En una decisión histórica para el país, la Corte Constitucional dejó en firme este 4 de septiembre la Ley 2385 de 2024, conocida como Ley No Más Olé, con la cual se prohíben las corridas de toros en Colombia y se ordena la restricción total de cabalgatas, toros coleados, corralejas y peleas de gallos.
El alto tribunal resolvió por unanimidad las demandas que cuestionaban la constitucionalidad de la norma, concluyendo que las prácticas que implican maltrato animal no pueden justificarse bajo el argumento de tradición cultural. Para la Corte, estas actividades contravienen los principios de dignidad humana y el bienestar de los seres vivos consagrados en la Constitución.
La decisión pone fin a décadas de debate entre defensores de los derechos animales y sectores que han defendido la tauromaquia y otras manifestaciones similares como parte del patrimonio cultural. La Corte resaltó que se trata de una medida alineada con las tendencias globales que replantean la relación entre los humanos y los animales, en particular cuando las prácticas culturales implican sufrimiento.

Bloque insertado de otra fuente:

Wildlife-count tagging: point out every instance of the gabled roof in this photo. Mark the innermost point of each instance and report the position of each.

La ley, impulsada por la senadora Esmeralda Hernández y sancionada por el presidente Gustavo Petro Urrego, fue aprobada en 2024 tras un intenso debate político y social. Sin embargo, varios sectores taurinos y organizaciones defensoras de estas tradiciones acudieron a la justicia, alegando que la norma vulneraba la diversidad cultural, el derecho a la propiedad privada y la libertad de expresión.
En su fallo, la Corte desestimó estos argumentos, señalando que el impacto económico de la prohibición sobre comunidades y economías locales no puede ser motivo suficiente para perpetuar el maltrato animal. De igual forma, el tribunal amplió el alcance de la ley, incluyendo en la restricción al coleo, las corralejas y las peleas de gallos, que inicialmente habían sido exceptuadas.
El alto tribunal estableció un plazo de tres años para que estas actividades se extingan por completo. Durante ese período, el Estado y las comunidades deberán avanzar en procesos de reconversión laboral y cultural, con el fin de garantizar alternativas económicas y nuevas formas de entretenimiento que no impliquen violencia hacia los animales.
Con esta decisión, la Corte Constitucional sella un capítulo trascendental en la historia del país y abre paso a una nueva etapa en la protección de los derechos de los animales en Colombia.